Art Therapy

Winter                                                                      Imbolc Moon

B-12 deficiency.  That’s the latest on Rigel. Fixable with either injections or oral tablets. What causes it? Don’t know yet. Might not be important. She’s looking better, her coat is more lustrous and she no longer has a starved appearance. Sounding like a manageable diagnosis at this point. Good prognosis.

Beach, Jon Olson
Beach, Jon Olson

Went down the hill yesterday to Aurora. Each year around this time the art teachers in the Aurora School District have a show of their own at DAVA, Downtown Aurora Visual Arts. Because the show happens right around the time of the National Western Stock Show, Kate and I have been to several of them. This was the best of the shows I’ve seen over a period of 10 years or so. Less cluttered and with higher quality objects, it was a good showcase of the talents that lead these folks into teaching art.

Jon’s work, six prints in his found metal series, were the most daring. He’s doing something new and having fun with it. This one, Beach, moves away from his more somber color schemes in the earlier works, but retains the underlying concept: prints made by inking flattened pieces of metal found along the roadside.

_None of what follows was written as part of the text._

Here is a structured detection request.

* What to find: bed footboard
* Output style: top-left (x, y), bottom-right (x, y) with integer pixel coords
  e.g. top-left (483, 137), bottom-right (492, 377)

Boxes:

I don’t recall what the metal piece was for Beach, but it has striations that allowed Jon to use color in a fun way.

20180126_163339Here’s another one, which he titled, Can’t. This is forward art, playing with the notion of found objects and the limits of traditional print making. As often happens with art, this work came out of the struggles he had during the long divorcing.

He began to use the time after his school day to work on prints of his own. He’s experimented with several methods, but hit on this one and has pursued it actively for a couple of years now.

He’s also working hard on his new house. He’s built a loft bed for Ruth with a long desk, art space underneath it, complete with pegboard for her tools. The steps up to the bed itself are kitchen cabinets, artfully reused. The kitchen needed extensive remodeling, so he removed the cabinets a while back.

Jon is a closet architect, regularly filling multiple sheets of graph paper with ideas for houses, for projects inside houses, for stadiums, which he loves to design. He’s a clever, craftsman level skilled guy.

Last night over ramen at Katsu Ramen, an authentic Japanese ramen shop, he laughed and smiled. Not so common in the past few years, especially the last two. It was good to see.